Today I will embark on one of the world’s great journeys. I am going to drive up the West Coast of Scotland, through Glencoe to Fort William and then on up towards Cape Wrath by way of Poolewe, Aultbae and Ullapool. What makes this drive so great is the dramatic hills and glens, the free flowing burns and streams, the serene sea lochs and the narrow single track winding roads that you drive along at a speed slow enough to be able to take in all around you, and wonder.
Then there is the wildlife, the golden eagle soaring above you, the mighty red stag standing on the ridge keeping a watchful eye on his harem, the blubbery seals lying about on the rocks trying to get some heat, and the rabbits and pheasants that are constantly playing chicken in the road. Sounds idyllic and it is until the tractor comes around the corner. It is harvest season and tractors are out in force and they are massive. Now you have to reverse half a kilometre back along the windy road to a passing place and that’s not easy for someone who has only reversed into parking spaces for the last 20 years. Still it’s all part of the fun.
The fun stops in a couple of days when I head back to England, not that I don’t like England and not that it does not have its own wonderful scenery, it does, but because of the aforementioned traffic. The fun stops as soon as you hit the M6. Hundreds of trucks going about their business thousands of cars all trying to get to the same place at the same time. Slower and slower is your progress the further south you go until you come to a complete stop on the car park that is the M25.

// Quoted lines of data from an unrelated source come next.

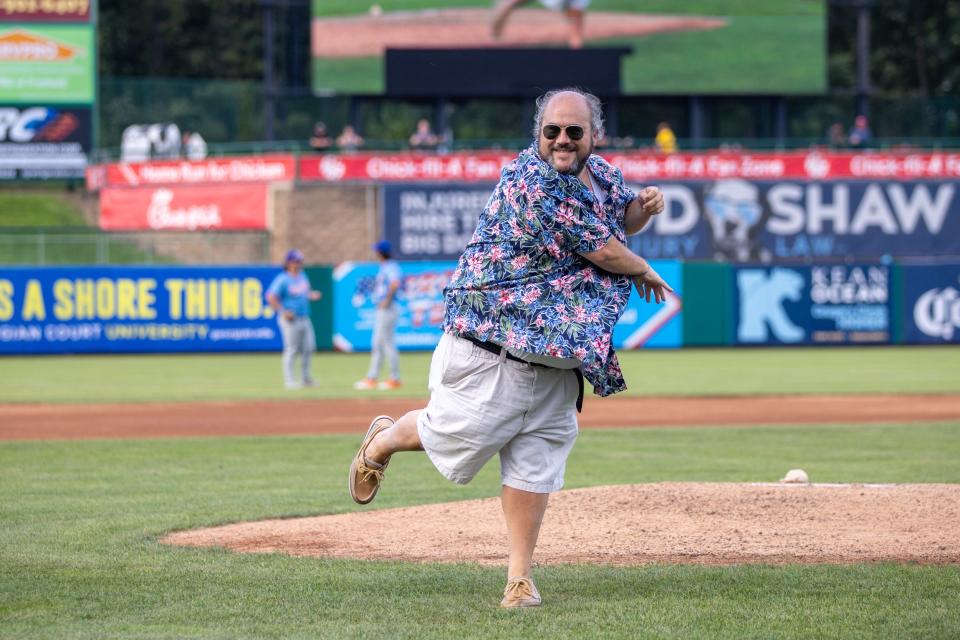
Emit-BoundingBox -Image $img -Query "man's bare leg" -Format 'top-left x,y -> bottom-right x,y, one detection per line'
365,410 -> 423,462
492,0 -> 531,38
565,9 -> 585,49
501,485 -> 550,578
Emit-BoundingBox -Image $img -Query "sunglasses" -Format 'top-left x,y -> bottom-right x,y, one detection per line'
542,124 -> 586,141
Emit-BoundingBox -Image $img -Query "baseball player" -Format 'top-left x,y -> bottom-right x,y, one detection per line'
491,0 -> 591,49
348,88 -> 669,607
266,249 -> 322,389
353,240 -> 403,390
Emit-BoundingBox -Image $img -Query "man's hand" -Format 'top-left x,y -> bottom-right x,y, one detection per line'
632,267 -> 673,304
309,290 -> 322,301
283,309 -> 296,321
639,186 -> 664,216
624,186 -> 665,235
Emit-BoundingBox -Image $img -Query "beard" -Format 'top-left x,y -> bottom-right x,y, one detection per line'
539,139 -> 594,175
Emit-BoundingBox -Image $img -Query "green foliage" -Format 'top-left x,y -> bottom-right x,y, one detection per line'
1,347 -> 958,404
830,0 -> 960,97
0,423 -> 958,638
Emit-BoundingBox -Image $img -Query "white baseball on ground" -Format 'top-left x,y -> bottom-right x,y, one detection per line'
369,4 -> 382,16
781,468 -> 810,484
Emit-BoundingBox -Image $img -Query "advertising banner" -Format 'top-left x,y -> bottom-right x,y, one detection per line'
0,1 -> 91,22
382,182 -> 495,260
299,152 -> 516,183
0,104 -> 90,179
0,266 -> 285,354
614,260 -> 683,349
627,180 -> 959,261
608,151 -> 960,182
99,184 -> 270,231
333,260 -> 681,352
0,25 -> 94,103
901,263 -> 960,344
299,151 -> 960,183
332,261 -> 454,352
733,264 -> 891,346
94,154 -> 297,188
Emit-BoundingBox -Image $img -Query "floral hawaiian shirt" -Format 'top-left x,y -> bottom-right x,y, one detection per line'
443,144 -> 637,397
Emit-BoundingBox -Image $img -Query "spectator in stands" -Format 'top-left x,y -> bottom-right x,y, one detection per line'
182,130 -> 208,160
492,0 -> 590,49
654,121 -> 677,154
827,122 -> 846,149
336,124 -> 365,152
848,115 -> 872,149
409,118 -> 440,151
310,121 -> 333,151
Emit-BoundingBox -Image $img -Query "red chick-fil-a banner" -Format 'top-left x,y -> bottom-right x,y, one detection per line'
299,151 -> 960,182
99,184 -> 269,231
88,154 -> 296,190
298,152 -> 518,182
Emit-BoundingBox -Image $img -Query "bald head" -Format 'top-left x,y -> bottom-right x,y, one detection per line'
534,88 -> 601,177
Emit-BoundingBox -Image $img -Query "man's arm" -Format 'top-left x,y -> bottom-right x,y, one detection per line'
624,186 -> 665,235
580,236 -> 650,276
581,237 -> 673,304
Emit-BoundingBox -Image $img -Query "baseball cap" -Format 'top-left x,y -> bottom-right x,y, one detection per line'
284,248 -> 304,263
373,240 -> 392,255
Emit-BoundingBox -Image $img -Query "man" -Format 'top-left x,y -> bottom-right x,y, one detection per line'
266,249 -> 321,389
353,240 -> 403,390
491,0 -> 590,49
348,88 -> 671,607
848,115 -> 872,149
654,121 -> 677,154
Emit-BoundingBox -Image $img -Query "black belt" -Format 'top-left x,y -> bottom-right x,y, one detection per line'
463,335 -> 585,413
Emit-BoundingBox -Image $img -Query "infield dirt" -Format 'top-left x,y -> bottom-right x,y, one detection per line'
8,393 -> 958,567
164,482 -> 960,566
2,393 -> 959,440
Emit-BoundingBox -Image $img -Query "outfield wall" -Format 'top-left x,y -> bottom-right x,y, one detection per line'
2,261 -> 957,354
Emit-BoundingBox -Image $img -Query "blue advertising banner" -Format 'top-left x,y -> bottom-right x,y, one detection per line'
901,263 -> 960,343
333,261 -> 454,351
0,105 -> 92,180
613,260 -> 683,349
382,183 -> 496,261
333,260 -> 682,352
627,180 -> 959,261
0,266 -> 283,354
733,264 -> 891,345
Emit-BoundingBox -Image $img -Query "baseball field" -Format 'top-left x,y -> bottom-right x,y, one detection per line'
1,346 -> 959,638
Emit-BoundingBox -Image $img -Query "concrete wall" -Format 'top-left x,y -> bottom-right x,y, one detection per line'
271,182 -> 380,265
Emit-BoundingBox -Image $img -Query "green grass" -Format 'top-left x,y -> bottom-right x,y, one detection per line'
1,422 -> 958,638
0,190 -> 87,227
0,190 -> 165,265
1,346 -> 958,404
312,0 -> 825,94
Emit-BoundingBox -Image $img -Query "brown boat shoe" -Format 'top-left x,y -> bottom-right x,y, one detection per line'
500,576 -> 542,608
348,415 -> 394,504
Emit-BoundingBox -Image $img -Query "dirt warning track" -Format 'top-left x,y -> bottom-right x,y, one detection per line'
1,393 -> 958,441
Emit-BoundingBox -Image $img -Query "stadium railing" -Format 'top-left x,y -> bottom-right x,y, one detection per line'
88,136 -> 960,164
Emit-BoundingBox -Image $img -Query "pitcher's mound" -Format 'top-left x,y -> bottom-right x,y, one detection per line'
163,483 -> 960,565
313,9 -> 726,57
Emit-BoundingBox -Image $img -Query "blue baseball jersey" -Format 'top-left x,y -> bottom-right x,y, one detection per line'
372,260 -> 402,306
267,271 -> 313,318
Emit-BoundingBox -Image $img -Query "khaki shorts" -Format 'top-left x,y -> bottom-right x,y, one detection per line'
417,333 -> 580,493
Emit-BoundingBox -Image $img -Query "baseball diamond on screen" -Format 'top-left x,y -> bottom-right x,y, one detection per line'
311,0 -> 826,95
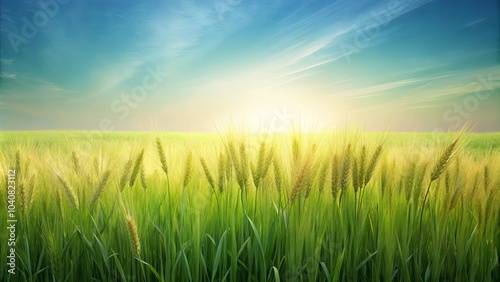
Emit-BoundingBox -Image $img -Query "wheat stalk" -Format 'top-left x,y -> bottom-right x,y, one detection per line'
352,158 -> 359,192
71,151 -> 80,173
273,155 -> 283,193
292,137 -> 300,163
448,177 -> 464,211
119,160 -> 133,191
140,164 -> 147,191
420,136 -> 461,227
25,175 -> 35,213
239,142 -> 250,191
228,141 -> 239,178
364,145 -> 383,187
359,146 -> 367,188
55,173 -> 79,210
45,232 -> 62,280
340,144 -> 352,195
183,152 -> 193,188
430,137 -> 459,181
200,157 -> 215,191
252,141 -> 267,188
218,152 -> 226,193
289,155 -> 312,204
317,161 -> 329,192
331,154 -> 340,198
260,145 -> 274,184
413,163 -> 428,204
90,169 -> 111,206
155,137 -> 169,177
405,161 -> 417,201
15,150 -> 21,177
129,149 -> 145,187
126,214 -> 141,257
305,157 -> 321,198
483,165 -> 490,192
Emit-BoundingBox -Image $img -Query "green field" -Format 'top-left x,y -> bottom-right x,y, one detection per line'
1,131 -> 499,281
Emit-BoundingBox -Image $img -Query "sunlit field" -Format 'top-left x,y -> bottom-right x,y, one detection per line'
1,130 -> 499,281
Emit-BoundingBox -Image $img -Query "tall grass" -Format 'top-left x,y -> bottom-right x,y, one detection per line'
0,130 -> 498,281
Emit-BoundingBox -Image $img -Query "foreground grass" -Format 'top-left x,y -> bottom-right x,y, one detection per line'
0,130 -> 499,281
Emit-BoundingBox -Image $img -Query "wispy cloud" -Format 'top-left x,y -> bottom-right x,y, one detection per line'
0,72 -> 16,79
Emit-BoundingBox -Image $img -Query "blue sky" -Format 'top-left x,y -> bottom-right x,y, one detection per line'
1,0 -> 499,131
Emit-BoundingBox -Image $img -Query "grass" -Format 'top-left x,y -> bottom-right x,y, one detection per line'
0,130 -> 499,281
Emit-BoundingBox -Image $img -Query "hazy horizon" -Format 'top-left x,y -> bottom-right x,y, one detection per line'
1,0 -> 499,132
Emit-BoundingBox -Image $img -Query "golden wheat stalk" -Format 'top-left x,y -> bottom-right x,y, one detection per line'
331,154 -> 340,198
483,165 -> 490,191
305,157 -> 321,198
316,161 -> 329,192
125,214 -> 141,257
155,137 -> 169,177
129,149 -> 145,187
217,152 -> 226,193
352,158 -> 359,192
292,137 -> 300,163
448,178 -> 464,211
119,160 -> 133,191
420,136 -> 461,226
90,170 -> 111,206
260,146 -> 274,181
200,157 -> 215,191
359,146 -> 366,188
273,155 -> 283,193
71,151 -> 80,173
252,141 -> 266,188
140,164 -> 147,191
183,152 -> 193,188
430,137 -> 460,181
289,155 -> 312,204
15,150 -> 21,177
228,141 -> 239,177
55,173 -> 79,210
364,145 -> 383,187
405,161 -> 417,201
340,144 -> 352,193
484,188 -> 498,229
239,142 -> 249,191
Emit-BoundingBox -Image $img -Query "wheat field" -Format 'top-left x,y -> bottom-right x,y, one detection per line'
0,130 -> 499,281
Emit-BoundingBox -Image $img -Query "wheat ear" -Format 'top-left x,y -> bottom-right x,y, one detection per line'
183,152 -> 193,188
129,149 -> 145,187
200,157 -> 215,191
90,169 -> 111,206
55,173 -> 79,210
126,214 -> 141,257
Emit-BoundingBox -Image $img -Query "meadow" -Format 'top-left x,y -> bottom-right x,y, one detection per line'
0,130 -> 499,281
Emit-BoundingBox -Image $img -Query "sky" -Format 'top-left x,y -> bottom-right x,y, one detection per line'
0,0 -> 499,132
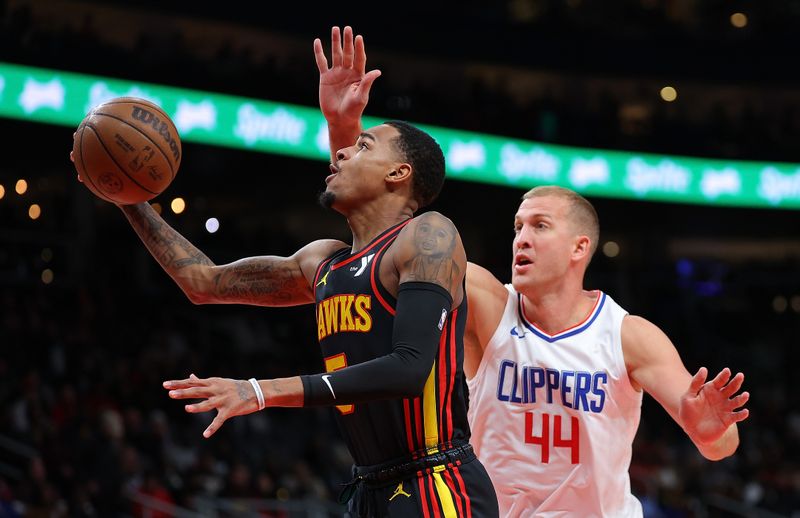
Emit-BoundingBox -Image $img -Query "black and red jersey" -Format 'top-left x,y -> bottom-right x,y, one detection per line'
312,219 -> 472,467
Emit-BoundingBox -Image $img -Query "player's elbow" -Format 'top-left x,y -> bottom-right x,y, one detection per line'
180,268 -> 219,305
183,283 -> 216,305
397,367 -> 431,398
186,291 -> 212,305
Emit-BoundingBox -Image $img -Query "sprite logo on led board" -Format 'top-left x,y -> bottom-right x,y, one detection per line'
0,61 -> 799,209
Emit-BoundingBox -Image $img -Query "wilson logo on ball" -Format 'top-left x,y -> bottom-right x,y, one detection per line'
131,106 -> 181,163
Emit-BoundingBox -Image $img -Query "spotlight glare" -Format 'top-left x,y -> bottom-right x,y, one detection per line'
730,12 -> 748,28
15,179 -> 28,195
772,295 -> 788,314
28,204 -> 41,220
41,269 -> 54,284
660,86 -> 677,102
0,184 -> 5,199
171,197 -> 186,214
205,217 -> 220,233
602,241 -> 620,258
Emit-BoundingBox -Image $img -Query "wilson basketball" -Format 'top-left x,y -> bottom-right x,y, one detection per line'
72,97 -> 181,205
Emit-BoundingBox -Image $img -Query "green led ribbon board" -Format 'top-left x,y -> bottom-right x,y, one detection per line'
2,61 -> 799,209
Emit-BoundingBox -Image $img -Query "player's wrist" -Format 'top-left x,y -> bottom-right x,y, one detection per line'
248,378 -> 266,411
327,118 -> 361,132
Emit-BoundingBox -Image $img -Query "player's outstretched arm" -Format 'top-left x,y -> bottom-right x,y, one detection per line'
119,203 -> 345,307
164,214 -> 467,436
623,315 -> 749,460
164,373 -> 303,438
314,25 -> 381,161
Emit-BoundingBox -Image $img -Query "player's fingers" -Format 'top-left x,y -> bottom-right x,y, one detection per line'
313,38 -> 328,73
203,411 -> 228,438
342,26 -> 354,68
163,377 -> 207,389
729,408 -> 750,423
354,35 -> 366,74
168,386 -> 214,400
720,372 -> 745,397
331,26 -> 343,67
709,367 -> 732,390
729,391 -> 749,409
185,397 -> 218,414
688,366 -> 707,394
357,70 -> 382,98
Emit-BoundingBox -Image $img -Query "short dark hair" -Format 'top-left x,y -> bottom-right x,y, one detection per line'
523,185 -> 600,257
384,120 -> 445,208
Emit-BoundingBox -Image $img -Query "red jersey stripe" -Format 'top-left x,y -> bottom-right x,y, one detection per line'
443,470 -> 465,516
331,219 -> 411,271
452,466 -> 472,518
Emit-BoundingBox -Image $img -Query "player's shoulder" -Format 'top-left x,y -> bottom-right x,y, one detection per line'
393,211 -> 463,250
621,314 -> 670,347
401,210 -> 460,236
295,239 -> 349,265
466,262 -> 505,292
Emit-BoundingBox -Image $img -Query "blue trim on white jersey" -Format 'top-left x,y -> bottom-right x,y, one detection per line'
517,292 -> 607,343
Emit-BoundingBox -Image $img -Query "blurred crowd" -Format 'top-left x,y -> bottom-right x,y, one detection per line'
1,0 -> 799,516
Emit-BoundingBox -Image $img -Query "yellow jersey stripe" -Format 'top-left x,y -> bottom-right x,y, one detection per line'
433,471 -> 458,517
423,361 -> 439,452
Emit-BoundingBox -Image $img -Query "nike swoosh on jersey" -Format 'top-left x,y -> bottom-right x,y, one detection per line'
321,374 -> 336,399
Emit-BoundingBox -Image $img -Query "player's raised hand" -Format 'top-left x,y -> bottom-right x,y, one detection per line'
679,367 -> 749,444
163,374 -> 260,438
314,25 -> 381,126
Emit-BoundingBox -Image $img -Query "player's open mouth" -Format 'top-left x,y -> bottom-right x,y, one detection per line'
514,254 -> 533,272
514,254 -> 532,266
325,164 -> 340,184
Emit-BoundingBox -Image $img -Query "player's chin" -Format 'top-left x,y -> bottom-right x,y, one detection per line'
511,272 -> 534,292
318,190 -> 336,209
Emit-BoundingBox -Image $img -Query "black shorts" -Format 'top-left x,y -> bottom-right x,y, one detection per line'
343,444 -> 498,518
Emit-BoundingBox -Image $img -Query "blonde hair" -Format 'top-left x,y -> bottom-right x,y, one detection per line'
522,185 -> 600,257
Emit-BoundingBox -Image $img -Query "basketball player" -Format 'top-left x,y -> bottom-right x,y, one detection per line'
70,46 -> 498,518
318,26 -> 750,517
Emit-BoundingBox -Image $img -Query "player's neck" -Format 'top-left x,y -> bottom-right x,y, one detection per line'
346,200 -> 414,253
520,285 -> 598,335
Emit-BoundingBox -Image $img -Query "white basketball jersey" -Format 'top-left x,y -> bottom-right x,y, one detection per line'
467,285 -> 643,518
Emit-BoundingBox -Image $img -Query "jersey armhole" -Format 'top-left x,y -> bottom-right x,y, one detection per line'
467,283 -> 516,384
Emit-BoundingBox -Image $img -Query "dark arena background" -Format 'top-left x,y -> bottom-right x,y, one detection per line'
1,1 -> 798,516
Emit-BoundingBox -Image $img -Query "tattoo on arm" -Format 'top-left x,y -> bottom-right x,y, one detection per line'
236,380 -> 252,402
122,204 -> 213,270
403,215 -> 462,292
211,259 -> 307,304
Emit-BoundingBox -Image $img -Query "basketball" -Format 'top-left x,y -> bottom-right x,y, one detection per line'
72,97 -> 181,205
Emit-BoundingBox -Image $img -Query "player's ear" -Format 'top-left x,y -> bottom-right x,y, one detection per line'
573,235 -> 591,260
387,163 -> 412,183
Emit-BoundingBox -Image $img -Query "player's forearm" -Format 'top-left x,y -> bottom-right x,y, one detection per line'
327,119 -> 362,162
120,202 -> 214,301
692,423 -> 740,461
259,376 -> 305,407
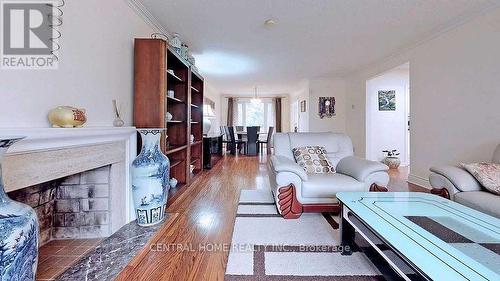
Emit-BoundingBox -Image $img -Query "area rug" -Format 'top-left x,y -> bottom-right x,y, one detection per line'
225,189 -> 383,280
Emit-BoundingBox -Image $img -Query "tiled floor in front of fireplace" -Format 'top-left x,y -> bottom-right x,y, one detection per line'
36,239 -> 102,280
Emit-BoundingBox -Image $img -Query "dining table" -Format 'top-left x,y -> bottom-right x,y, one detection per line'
234,131 -> 267,154
235,131 -> 267,140
235,131 -> 266,136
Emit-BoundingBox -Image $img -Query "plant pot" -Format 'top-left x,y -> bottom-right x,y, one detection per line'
383,156 -> 401,169
131,129 -> 170,226
0,137 -> 39,281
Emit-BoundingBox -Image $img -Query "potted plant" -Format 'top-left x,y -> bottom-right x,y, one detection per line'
382,149 -> 401,169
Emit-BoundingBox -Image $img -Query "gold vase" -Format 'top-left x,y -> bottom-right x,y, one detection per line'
48,106 -> 87,128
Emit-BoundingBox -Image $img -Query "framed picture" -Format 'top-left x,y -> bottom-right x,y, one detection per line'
300,100 -> 306,112
378,90 -> 396,111
318,97 -> 336,118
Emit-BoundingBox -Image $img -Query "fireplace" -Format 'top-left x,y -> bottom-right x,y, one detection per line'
8,165 -> 113,245
0,127 -> 137,279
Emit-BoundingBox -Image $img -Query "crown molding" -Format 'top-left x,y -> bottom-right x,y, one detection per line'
125,0 -> 169,35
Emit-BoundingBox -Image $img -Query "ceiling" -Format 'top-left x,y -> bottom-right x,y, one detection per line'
140,0 -> 497,95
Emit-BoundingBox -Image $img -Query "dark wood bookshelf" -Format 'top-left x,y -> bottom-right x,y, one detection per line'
189,69 -> 204,181
170,159 -> 183,168
167,70 -> 184,82
190,140 -> 202,146
133,38 -> 204,203
165,144 -> 188,155
167,96 -> 184,103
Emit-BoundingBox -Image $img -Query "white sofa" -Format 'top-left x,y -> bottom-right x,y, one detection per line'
268,132 -> 390,219
429,144 -> 500,218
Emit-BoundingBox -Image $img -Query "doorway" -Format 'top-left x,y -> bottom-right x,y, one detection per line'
290,100 -> 299,132
365,62 -> 410,166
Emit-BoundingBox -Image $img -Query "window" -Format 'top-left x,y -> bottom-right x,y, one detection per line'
233,98 -> 275,132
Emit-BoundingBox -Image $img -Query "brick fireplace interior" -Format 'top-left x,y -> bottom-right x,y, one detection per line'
8,165 -> 112,281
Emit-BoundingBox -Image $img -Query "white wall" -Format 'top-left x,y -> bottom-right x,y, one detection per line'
203,81 -> 222,134
0,0 -> 154,128
308,78 -> 347,133
289,80 -> 309,132
280,96 -> 290,133
290,100 -> 298,132
345,8 -> 500,187
288,78 -> 347,134
366,68 -> 409,165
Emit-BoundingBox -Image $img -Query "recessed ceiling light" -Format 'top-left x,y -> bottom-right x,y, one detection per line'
264,19 -> 276,27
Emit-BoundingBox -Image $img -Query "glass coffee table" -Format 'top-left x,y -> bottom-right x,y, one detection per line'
337,192 -> 500,281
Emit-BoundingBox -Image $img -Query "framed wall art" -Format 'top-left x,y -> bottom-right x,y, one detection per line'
378,90 -> 396,111
318,97 -> 335,119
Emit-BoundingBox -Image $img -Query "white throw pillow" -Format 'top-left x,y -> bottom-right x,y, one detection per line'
292,146 -> 336,174
461,162 -> 500,195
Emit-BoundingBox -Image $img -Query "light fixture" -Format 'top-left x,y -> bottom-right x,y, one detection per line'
264,19 -> 277,27
251,86 -> 261,104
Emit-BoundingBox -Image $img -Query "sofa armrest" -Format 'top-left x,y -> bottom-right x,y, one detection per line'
336,156 -> 389,182
429,165 -> 481,192
270,155 -> 308,181
429,173 -> 461,200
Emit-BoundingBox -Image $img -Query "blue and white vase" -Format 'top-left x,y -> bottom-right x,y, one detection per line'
0,137 -> 39,281
131,129 -> 170,226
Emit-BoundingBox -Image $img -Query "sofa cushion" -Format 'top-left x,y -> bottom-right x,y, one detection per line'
293,146 -> 335,174
301,173 -> 364,198
273,133 -> 294,160
454,191 -> 500,218
461,162 -> 500,195
277,132 -> 353,167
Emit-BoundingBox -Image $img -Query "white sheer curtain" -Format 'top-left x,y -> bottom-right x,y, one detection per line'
233,98 -> 275,132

The London orbital road was created in the in the 60s and 70s but only completed in 1986. It is 188km long and was meant to enable the free flow of traffic around London. The problem with the M25 is that it is not just a ring road it is also a hub. If I want to get from Corydon to Uxbridge, then it is the perfect solution but if I want to go from Oxford to Dover, why do I need to go around the M25? I do because they made all the other motorways converge with it. There is no point now in trying to fix it. They would probably make it worse and anyway the self driving car is on its way and that will massively reduce the number of cars on the road. Might even be a help for Bahrain as well.